Sibanye refinances, upsizes credit facility, concludes R1.8bn gold prepay arrangement
JSE- and NYSE-listed Sibanye-Stillwater has refinanced and upsized its rand revolving credit facility (RCF) from R5.5-billion to R6-billion and has also concluded a R1.8-billion gold prepayment arrangement, which it says strengthens and enhances balance sheet flexibility.
The rand RCF was previously due to mature on November 11. The refinanced facility will mature in August 2027 but may be extended through two further one-year extensions.
The RCF was agreed with a syndicate of banks led by Nedbank Corporate and Investment Banking and FirstRand Bank, acting through its Rand Merchant Bank division.
It also includes an option for Sibanye to increase the rand RCF by a further R1-billion later in the term, through the inclusion of additional lenders.
The borrowers and guarantors are the same as those under the existing RCF, being Sibanye-Stillwater, Sibanye Gold, Sibanye Rustenburg Platinum Mines, Kroondal Operations, Western Platinum and Eastern Platinum.
The facility is guaranteed by Stillwater Mining Company, Keliber Oy and Keliber Technology Oy.
Further, group subsidiary Sibanye Gold has concluded a prepayment arrangement to deliver, to an undisclosed offtaker, 1 497 kg of gold in equal monthly tranches from October this year to November 2026.
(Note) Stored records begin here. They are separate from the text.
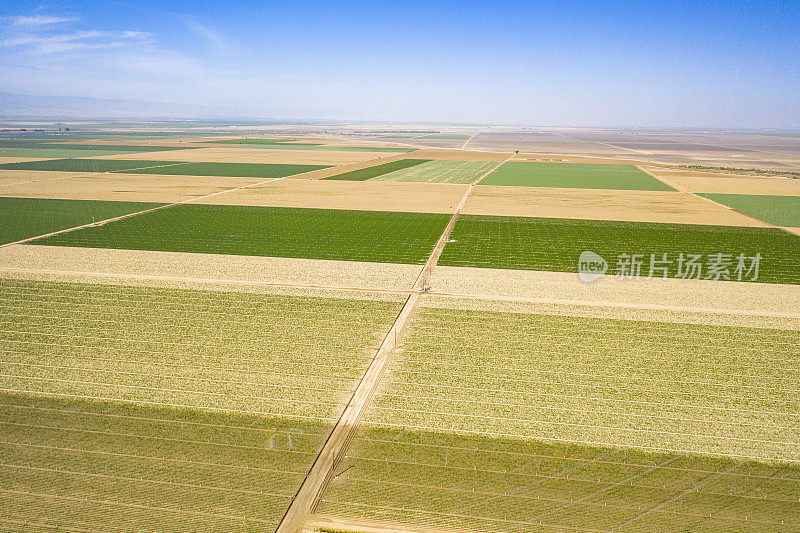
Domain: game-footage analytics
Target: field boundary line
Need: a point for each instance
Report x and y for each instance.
(144, 480)
(684, 190)
(696, 488)
(464, 146)
(150, 458)
(638, 447)
(164, 206)
(189, 279)
(310, 492)
(132, 505)
(566, 459)
(159, 404)
(578, 501)
(154, 437)
(620, 305)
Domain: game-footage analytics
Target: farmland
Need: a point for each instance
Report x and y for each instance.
(241, 170)
(440, 172)
(573, 175)
(778, 210)
(83, 165)
(282, 346)
(21, 218)
(550, 422)
(135, 166)
(555, 244)
(286, 144)
(270, 231)
(377, 170)
(198, 404)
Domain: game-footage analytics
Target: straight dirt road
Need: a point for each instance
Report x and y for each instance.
(305, 501)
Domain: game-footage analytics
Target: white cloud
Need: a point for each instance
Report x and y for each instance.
(78, 40)
(41, 20)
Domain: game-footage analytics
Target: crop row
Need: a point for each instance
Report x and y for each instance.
(270, 231)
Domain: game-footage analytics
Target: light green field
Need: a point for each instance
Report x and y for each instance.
(202, 406)
(511, 422)
(778, 210)
(440, 172)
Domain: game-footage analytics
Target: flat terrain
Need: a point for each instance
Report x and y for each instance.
(595, 204)
(219, 154)
(116, 413)
(21, 218)
(286, 145)
(556, 244)
(114, 186)
(372, 236)
(730, 184)
(377, 170)
(240, 170)
(340, 194)
(231, 272)
(279, 342)
(251, 170)
(778, 210)
(670, 299)
(573, 175)
(518, 437)
(84, 165)
(440, 172)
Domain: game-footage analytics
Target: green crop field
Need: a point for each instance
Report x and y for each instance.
(377, 170)
(778, 210)
(202, 406)
(133, 166)
(84, 165)
(238, 170)
(21, 218)
(625, 177)
(556, 244)
(440, 172)
(549, 423)
(386, 237)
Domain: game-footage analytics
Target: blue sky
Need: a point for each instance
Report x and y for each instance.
(672, 64)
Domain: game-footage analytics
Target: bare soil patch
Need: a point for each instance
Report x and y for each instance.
(237, 154)
(731, 183)
(748, 304)
(358, 195)
(596, 204)
(457, 155)
(198, 269)
(120, 187)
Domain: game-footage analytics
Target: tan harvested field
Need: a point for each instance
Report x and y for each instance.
(121, 187)
(194, 270)
(731, 184)
(559, 158)
(357, 195)
(9, 178)
(457, 155)
(237, 154)
(19, 159)
(596, 204)
(742, 303)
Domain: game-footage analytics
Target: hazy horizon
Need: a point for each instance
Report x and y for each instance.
(719, 65)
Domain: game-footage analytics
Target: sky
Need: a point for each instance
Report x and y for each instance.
(712, 64)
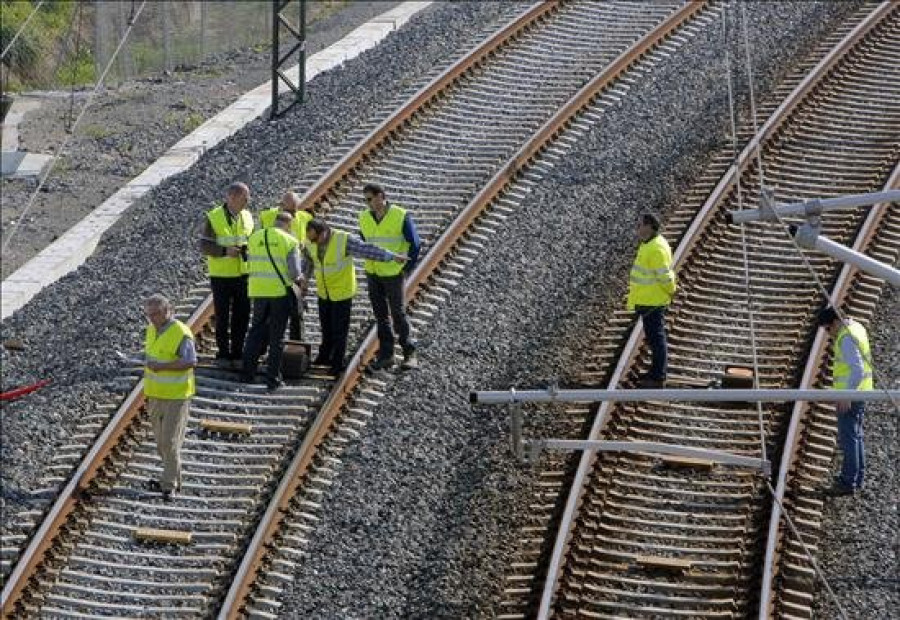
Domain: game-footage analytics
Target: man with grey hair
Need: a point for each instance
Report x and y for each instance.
(170, 358)
(223, 241)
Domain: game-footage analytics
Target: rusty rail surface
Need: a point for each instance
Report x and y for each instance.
(443, 247)
(769, 132)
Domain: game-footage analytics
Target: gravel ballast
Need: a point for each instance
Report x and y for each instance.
(71, 328)
(420, 520)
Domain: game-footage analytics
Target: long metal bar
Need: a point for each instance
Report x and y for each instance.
(654, 447)
(808, 237)
(800, 410)
(813, 207)
(679, 396)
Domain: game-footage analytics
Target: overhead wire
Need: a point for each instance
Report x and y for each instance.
(21, 29)
(733, 120)
(133, 19)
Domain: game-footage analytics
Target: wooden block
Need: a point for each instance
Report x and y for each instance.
(232, 428)
(738, 378)
(655, 561)
(683, 461)
(167, 536)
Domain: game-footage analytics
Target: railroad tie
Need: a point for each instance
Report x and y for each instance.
(176, 537)
(230, 428)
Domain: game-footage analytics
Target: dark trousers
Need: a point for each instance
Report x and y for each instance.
(850, 439)
(294, 330)
(270, 317)
(232, 307)
(334, 317)
(386, 295)
(654, 320)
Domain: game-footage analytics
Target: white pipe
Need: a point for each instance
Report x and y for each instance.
(672, 395)
(808, 237)
(655, 447)
(814, 207)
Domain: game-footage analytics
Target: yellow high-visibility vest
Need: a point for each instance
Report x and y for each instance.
(298, 225)
(840, 369)
(387, 235)
(335, 275)
(652, 281)
(229, 236)
(264, 279)
(167, 384)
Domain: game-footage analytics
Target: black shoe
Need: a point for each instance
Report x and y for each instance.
(383, 362)
(650, 383)
(410, 360)
(838, 489)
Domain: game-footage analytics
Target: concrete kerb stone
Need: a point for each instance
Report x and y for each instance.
(78, 243)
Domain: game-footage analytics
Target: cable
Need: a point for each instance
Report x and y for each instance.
(21, 28)
(74, 125)
(740, 191)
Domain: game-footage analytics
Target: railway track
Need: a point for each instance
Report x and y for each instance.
(450, 152)
(629, 535)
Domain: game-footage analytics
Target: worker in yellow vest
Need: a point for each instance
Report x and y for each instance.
(274, 262)
(851, 369)
(391, 228)
(651, 286)
(223, 241)
(169, 360)
(290, 202)
(329, 255)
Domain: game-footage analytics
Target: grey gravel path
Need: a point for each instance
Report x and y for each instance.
(70, 328)
(859, 551)
(414, 527)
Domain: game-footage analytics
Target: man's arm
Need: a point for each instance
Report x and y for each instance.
(187, 357)
(415, 244)
(367, 251)
(208, 245)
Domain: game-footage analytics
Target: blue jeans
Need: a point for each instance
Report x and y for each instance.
(850, 439)
(654, 320)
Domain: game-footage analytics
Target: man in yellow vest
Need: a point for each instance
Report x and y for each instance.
(328, 255)
(224, 241)
(391, 228)
(651, 286)
(273, 258)
(170, 358)
(290, 202)
(851, 369)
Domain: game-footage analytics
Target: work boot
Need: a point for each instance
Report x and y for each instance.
(410, 360)
(383, 362)
(649, 383)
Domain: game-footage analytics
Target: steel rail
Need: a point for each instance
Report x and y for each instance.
(811, 372)
(275, 512)
(47, 533)
(709, 209)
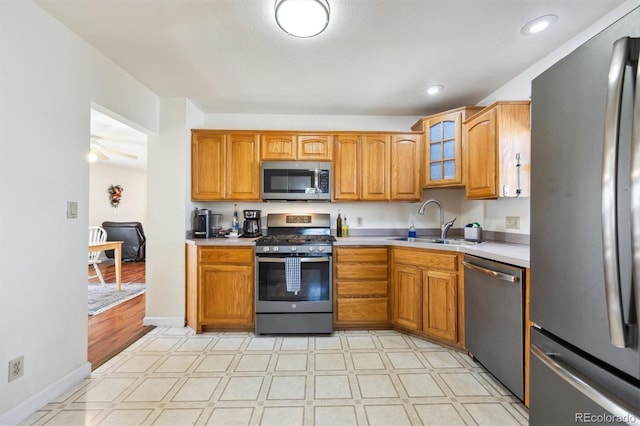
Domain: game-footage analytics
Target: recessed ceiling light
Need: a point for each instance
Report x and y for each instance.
(302, 18)
(538, 25)
(433, 89)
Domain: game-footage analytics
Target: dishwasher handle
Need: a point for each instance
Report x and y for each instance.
(491, 272)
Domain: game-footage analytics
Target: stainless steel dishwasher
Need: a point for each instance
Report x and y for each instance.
(494, 319)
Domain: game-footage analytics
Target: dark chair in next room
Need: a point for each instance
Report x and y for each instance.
(133, 240)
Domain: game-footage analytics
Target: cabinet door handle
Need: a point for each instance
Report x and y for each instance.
(491, 272)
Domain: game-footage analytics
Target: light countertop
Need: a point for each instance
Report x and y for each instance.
(514, 254)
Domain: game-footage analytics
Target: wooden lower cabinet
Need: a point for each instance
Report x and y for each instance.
(427, 293)
(361, 287)
(220, 287)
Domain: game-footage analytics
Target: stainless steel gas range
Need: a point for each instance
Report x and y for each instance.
(293, 275)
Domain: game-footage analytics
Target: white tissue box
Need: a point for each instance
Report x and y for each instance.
(473, 234)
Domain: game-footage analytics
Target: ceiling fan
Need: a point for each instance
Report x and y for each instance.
(99, 151)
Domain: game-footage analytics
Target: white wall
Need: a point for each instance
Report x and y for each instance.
(49, 79)
(133, 204)
(168, 168)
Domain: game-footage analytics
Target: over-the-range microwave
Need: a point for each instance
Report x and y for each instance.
(296, 181)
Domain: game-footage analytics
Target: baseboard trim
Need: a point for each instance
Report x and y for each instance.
(44, 396)
(164, 321)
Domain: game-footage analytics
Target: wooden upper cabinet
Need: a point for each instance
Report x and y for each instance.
(242, 167)
(444, 147)
(207, 166)
(498, 151)
(346, 167)
(295, 146)
(405, 168)
(315, 147)
(278, 147)
(375, 153)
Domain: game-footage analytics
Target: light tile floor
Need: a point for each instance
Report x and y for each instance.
(175, 377)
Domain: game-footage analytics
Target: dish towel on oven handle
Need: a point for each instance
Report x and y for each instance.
(292, 274)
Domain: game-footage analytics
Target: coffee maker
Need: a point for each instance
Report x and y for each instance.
(202, 224)
(252, 227)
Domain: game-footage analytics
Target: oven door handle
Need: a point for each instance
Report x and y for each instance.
(302, 259)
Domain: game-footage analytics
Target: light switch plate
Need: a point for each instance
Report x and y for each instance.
(72, 209)
(513, 222)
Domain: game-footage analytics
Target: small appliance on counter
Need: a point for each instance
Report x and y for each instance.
(252, 226)
(202, 224)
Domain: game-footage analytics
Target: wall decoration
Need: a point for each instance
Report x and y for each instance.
(115, 195)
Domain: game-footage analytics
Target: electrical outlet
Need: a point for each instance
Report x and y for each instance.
(513, 222)
(72, 209)
(16, 368)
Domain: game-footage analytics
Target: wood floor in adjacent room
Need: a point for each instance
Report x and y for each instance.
(116, 328)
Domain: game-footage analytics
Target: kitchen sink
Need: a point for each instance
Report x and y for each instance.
(434, 240)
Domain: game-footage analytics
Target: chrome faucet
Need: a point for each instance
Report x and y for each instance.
(444, 227)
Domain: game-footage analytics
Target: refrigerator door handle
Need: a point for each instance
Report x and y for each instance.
(592, 391)
(609, 193)
(635, 193)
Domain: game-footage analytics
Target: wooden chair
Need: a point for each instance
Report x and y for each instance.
(97, 234)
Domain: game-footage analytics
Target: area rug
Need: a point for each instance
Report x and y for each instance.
(102, 298)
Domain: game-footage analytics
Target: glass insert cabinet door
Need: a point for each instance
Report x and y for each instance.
(444, 151)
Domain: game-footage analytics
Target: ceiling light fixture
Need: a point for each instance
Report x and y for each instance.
(302, 18)
(539, 24)
(434, 89)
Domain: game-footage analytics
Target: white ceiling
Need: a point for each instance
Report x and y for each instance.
(375, 58)
(116, 137)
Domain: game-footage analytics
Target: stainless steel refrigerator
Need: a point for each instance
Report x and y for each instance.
(585, 233)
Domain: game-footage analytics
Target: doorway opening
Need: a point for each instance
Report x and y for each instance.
(118, 203)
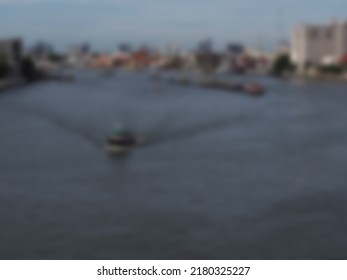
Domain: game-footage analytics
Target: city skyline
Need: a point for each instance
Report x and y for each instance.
(107, 23)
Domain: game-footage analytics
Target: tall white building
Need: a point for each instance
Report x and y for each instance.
(319, 44)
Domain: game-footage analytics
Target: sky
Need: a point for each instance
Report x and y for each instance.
(106, 23)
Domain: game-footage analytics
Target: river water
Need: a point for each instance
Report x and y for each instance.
(222, 176)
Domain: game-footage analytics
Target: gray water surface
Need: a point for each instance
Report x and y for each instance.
(222, 176)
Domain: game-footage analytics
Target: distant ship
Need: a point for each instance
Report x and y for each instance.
(121, 141)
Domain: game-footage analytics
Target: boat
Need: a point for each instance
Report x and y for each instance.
(120, 141)
(254, 89)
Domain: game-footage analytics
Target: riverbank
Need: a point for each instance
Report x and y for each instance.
(9, 83)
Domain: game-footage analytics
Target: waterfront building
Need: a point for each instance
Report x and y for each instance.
(319, 44)
(12, 50)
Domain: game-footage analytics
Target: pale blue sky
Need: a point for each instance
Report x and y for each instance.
(105, 23)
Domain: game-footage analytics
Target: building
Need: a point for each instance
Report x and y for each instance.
(12, 50)
(319, 44)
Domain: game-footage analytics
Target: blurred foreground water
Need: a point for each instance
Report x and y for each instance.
(223, 176)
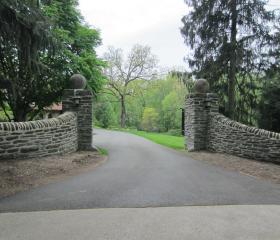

The gold delivered will be subject to a floor price of R1.35-million per kilogram and a cap price of R1.74-million per kilogram.
The funding will be applied toward partially repaying the group’s rand RCF.
“The gold prepayment is a proactive, strategic financing alternative, that improves the group’s liquidity and strengthens the balance sheet while retaining leverage to potential increases in the gold price.
“We are also pleased to have refinanced and upsized the rand RCF, which is a strong signal of confidence and support from our South African lenders,” CEO Neal Froneman says.
He adds that these financing agreements significantly mitigate the group’s financial risk and provide additional financial flexibility and optionality.
“We have also made good progress on other initiatives designed to strengthen our balance sheet without resorting to equity and we look forward to providing the market with more detailed information in due course,” he says.